Chers amis,
Je me suis interrogé sur le silence des commentateurs à propos des "dérives" ou des "fuites en avant", boursières ou spéculatives, des banques françaises (surtout des banques qui furent jadis de "dépôt") - fuites en avant qui ne me semblent pas conformes à leur raison d'être (ou à ce qui fut leur raison d'être : investir dans l'industrie, le commerce et l'agriculture). Ce silence (ou cet aveuglement) semble signifier que chacun s'accommode de la lente disparition en France des activités, somme toute nobles et civilisatrices, de production, auxquelles se substituent des activités spéculatives, toutes immatérielles, portant sur les signes ou les signes de signes (projets, concepts, idées, images, indices et indices d'indices, etc.).
Certes, le processus de civilisation suppose toujours plus contrats, de formes, de signes; mais il se nourrit aussi de confiance. Quand les signes n'ont plus de valeur, plus rien n'en a et tout devient possible : mensonges, duperies, crimes... L'argent papier est un ensemble de signes, mais 80% (ou plus) de la monnaie résultent de simples jeux d'écriture - des signes de signes : le mot "jeux" en dit long sur la nature du phénomène. "Créance" a aussi un double sens. A partir du moment où les desservants de la créance spéculent sur l'objet même du culte dans les temples consacrés à la créance, c'est qu'ils ne croient plus dans ce qui est leur raison d'être et que leurs "engagements" (autre terme à double sens) ne sont guère solides - pas plus que les positions qu'ils prennent. Les choses réelles s'effaçant sous les cascades de signes et les créances devenant des mécréances, on peut se demander si le processus de civilisation n'est pas en train de muer en "régressus" de décivilisation.
De Marx, j'ai lu - avec plaisir - son essai ironique et parfois insolent sur la lutte des classes en France entre 1848 et 1850. Je ne connais son oeuvre que de seconde main - par Aron, Revel et "La littérature oubliée du socialisme" (1999, Nil éditions), etc. Ce qui m'amuse, ce sont les retournements que subit sa pensée. Ainsi, Marx tient (semble-t-il) l'Etat pour une superstructure mise en place par la bourgeoisie afin de défendre ses propres intérêts de classe et les fonctionnaires pour des parasites profitant de la plus-value que les capitalistes tirent du travail de ceux qu'ils exploitent. Le comique de l'affaire est que les marxistes une fois qu'ils sont parvenus au pouvoir ont fait de l'Etat, lequel, en bonne théorie, aurait dû dépérir, un Léviathan monstrueux qui, en matière d'exploitation de l'homme par l'homme, fait mieux que le capitalisme, puisqu'il a rétabli l'esclavage. Le comique de l'affaire est que, dans notre pays, les marxistes (oui, il en reste) sont tous fonctionnaires ou assimilés et ils ont tous, comme un seul homme, déserté la classe ouvrière ou ce qui en reste. Autres sources d'amusement : l'idéologie. Là encore, les marxistes (ou léninistes, maoïstes, etc.) se gardent bien d'appliquer à l'idéologie (la leur d'abord) la conception que Marx s'en faisait : il suffit de la retourner ou d'en prendre l'exact contre-pîed pour avoir une représentation assez juste et conforme de la réalité.

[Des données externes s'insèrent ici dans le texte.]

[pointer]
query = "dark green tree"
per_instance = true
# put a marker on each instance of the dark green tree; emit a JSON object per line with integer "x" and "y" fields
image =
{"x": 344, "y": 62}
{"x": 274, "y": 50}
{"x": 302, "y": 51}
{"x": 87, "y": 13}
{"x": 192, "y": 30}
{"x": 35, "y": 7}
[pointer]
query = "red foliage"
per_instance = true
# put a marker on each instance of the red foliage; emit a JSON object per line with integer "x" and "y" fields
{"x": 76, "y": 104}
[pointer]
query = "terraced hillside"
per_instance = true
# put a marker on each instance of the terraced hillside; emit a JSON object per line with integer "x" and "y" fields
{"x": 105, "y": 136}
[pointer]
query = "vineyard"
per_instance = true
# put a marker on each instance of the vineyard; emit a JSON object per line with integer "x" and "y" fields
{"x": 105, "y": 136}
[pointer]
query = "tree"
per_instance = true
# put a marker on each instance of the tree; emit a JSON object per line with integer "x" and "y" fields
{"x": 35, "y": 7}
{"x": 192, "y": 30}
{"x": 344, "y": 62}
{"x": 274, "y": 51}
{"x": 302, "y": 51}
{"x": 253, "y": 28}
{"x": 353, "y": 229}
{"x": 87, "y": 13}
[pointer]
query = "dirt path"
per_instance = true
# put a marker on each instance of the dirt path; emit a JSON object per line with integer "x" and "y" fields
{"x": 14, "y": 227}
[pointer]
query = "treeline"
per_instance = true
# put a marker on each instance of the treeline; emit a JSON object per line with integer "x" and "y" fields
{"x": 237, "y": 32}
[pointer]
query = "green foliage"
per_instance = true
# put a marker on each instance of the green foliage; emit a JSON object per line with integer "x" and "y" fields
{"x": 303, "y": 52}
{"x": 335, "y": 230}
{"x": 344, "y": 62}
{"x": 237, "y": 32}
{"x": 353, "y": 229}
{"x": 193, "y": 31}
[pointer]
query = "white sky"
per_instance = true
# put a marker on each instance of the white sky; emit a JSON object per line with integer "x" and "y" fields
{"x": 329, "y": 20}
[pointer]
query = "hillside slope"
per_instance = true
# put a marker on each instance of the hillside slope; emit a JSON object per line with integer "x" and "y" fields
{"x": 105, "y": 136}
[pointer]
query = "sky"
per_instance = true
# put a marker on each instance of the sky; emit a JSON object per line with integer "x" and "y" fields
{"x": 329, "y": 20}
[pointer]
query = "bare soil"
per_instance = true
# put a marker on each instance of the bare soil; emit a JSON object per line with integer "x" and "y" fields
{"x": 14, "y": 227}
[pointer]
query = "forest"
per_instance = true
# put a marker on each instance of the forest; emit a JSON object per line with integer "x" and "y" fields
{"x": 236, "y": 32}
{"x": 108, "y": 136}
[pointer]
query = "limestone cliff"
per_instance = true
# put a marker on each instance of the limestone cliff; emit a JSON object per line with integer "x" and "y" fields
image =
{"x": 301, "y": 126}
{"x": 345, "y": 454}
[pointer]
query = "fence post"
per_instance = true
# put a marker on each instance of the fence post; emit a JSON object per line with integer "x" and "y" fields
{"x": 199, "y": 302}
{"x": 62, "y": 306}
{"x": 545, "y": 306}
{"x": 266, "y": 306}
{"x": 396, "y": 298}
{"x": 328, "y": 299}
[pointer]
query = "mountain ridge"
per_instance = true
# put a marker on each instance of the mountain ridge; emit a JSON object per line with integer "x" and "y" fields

Quant à la "crise" (est-ce la crise finale ?), il semble que Marx et les marxistes s'en fassent une idée mécaniciste. De même que la crise cardiaque entraîne la mort, de même la prétendue crise du capitalisme entraînerait sa mort ou sa disparition. Les crises, dites du capitalisme, n'ont rien en commun avec les crises cardiaques. Le "capitalisme" n'est pas un organe vital, mais un immense désordre à configurations sans cesse changeantes et multiples. Le "concept" de "bordel ambiant" est, à mon sens, mieux adapté pour rendre compte du "capitalisme" que celui de "l'organe central". Les hommes ont fait au XXe siècle l'expérience du "grand désordre" et celle du "Grand Ordre". Leurs conclusions sont sans ambiguïté : ils préfèrent le grand désordre à "l'ordre", unique et uniforme : en bref, l'ordre tunique.